Microbial contamination of the near-patient environment is an acknowledged reservoir for nosocomial pathogens. The hospital bed and specifically bed rails have been shown to be frequently and heavily contaminated in observational and interventional studies. Whereas the complexity of bed rail design has evolved over the years, the microbial contamination of these surfaces has been incompletely evaluated. In many published studies, key design variables are not described, compromising the extrapolation of results to other settings.
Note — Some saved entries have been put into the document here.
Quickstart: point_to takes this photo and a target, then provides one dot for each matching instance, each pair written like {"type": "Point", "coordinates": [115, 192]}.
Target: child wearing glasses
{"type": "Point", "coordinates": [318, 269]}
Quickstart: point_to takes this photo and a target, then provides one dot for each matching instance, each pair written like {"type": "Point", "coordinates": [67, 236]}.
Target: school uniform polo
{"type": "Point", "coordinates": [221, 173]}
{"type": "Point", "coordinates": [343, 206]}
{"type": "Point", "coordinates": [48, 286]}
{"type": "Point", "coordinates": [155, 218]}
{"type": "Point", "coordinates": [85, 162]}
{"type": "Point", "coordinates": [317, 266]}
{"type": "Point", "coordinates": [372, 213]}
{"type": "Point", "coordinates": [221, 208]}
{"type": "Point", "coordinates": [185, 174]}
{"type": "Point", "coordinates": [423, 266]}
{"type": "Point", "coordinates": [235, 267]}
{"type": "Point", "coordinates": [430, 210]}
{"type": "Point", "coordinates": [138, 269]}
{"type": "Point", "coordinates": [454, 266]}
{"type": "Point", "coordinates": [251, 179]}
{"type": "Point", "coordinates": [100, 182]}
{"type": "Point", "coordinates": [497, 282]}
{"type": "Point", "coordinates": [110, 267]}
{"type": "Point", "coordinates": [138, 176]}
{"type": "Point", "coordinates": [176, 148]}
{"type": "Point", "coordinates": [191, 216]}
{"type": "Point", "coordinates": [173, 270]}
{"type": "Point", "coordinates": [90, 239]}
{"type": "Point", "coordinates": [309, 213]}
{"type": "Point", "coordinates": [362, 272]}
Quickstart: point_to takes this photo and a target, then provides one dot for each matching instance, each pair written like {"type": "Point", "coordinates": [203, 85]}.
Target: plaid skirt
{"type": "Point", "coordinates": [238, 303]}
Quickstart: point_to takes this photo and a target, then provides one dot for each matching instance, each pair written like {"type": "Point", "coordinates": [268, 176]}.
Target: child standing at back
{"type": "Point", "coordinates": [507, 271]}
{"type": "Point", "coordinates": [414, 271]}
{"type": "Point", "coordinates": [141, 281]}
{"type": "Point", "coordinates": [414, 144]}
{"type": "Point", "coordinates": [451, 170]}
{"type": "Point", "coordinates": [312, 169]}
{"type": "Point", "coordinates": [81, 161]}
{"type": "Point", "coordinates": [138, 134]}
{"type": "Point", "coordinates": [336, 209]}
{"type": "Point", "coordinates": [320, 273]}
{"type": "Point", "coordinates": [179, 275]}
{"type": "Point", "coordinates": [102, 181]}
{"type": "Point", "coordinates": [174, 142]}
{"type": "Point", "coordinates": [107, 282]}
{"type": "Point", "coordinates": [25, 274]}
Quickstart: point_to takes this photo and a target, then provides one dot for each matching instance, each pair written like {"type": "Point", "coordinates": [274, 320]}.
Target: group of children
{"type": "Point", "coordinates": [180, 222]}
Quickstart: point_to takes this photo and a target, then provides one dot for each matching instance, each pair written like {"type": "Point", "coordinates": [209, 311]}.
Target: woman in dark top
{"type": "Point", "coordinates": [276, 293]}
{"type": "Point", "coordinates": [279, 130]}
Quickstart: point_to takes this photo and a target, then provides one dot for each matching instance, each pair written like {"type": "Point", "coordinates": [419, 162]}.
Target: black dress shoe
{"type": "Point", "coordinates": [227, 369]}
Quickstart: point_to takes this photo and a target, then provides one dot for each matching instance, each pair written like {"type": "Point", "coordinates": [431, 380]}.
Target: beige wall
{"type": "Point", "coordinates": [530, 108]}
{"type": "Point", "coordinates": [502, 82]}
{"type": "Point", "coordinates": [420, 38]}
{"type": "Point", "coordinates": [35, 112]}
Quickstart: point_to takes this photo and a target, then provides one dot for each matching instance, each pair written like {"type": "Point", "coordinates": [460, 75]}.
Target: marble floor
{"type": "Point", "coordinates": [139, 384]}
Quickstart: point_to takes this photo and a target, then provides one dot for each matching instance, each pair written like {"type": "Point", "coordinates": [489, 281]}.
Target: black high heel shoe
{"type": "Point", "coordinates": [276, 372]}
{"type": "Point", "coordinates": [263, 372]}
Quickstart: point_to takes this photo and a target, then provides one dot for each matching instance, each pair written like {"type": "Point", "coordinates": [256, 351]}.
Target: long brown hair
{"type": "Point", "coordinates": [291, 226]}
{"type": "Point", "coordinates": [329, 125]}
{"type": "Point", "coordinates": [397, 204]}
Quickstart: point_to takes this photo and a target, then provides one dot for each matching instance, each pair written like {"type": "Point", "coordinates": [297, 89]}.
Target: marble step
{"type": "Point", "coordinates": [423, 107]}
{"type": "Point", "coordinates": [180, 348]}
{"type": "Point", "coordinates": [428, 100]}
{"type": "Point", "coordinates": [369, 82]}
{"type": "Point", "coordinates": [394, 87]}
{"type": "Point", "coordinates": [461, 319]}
This report by Boyle, et al. (2019) reviews the evolving structure of hospital beds and bed rails, the possible impact of different design elements on microbial contamination and their role in pathogen transmission. The researchers say their findings support the need for clearly defined standardized assessment protocols to accurately assess bed rail and similar patient zone surface levels of contamination, as part of environmental hygiene investigations.
As Boyle, et al. (2019) report, "Observational studies show that bed rails in critical care are sites of frequent hand-touch contact by healthcare workers, with one study observing that nurses touch bed rails more than 13 times hourly. Frequent contact with these high-touch sites often results in soiling with microbial pathogens which have the capacity to survive for long periods until adequately decontaminated by cleaning. Routine cleaning of these surfaces is often inadequate, and microbial populations tend to rebound quickly to previous levels even when decontaminated thoroughly. Although many studies that include bed rails take place in critical-care units, few have implicated bed rails in pathogen transmission with resultant patient infections. This is likely to be a result of the paucity of studies undertaking sufficient analysis to conclusively determine such a transmission event, rather than this outcome rarely occurring. Investigations by Dancer et al. recovered MRSA from the bed rail of a critical care patient not known to be colonized with MRSA. They used spa typing and whole-genome sequencing to identify transmission pathways of S. aureus in a 10-bedded Scottish critical care unit under non-outbreak conditions. This included environmental sampling (including bed rails), sampling of healthcare worker hands, and screening of patients. Single nucleotide polymorphisms (SNPs) and number of days between isolate recoveries were used to determine isolate relatedness. Thirty-four transmission pathways of S. aureus were identified, and bed rails were implicated in five of these."
Reference: Boyle MA, Kearney A, Carling P and Humphrey H. ‘Off the rails’: hospital bed rail design, contamination, and the evaluation of their microbial ecology. J Hosp Infect. Vol. 103, No. 1, Pages e16-e22. September 2019.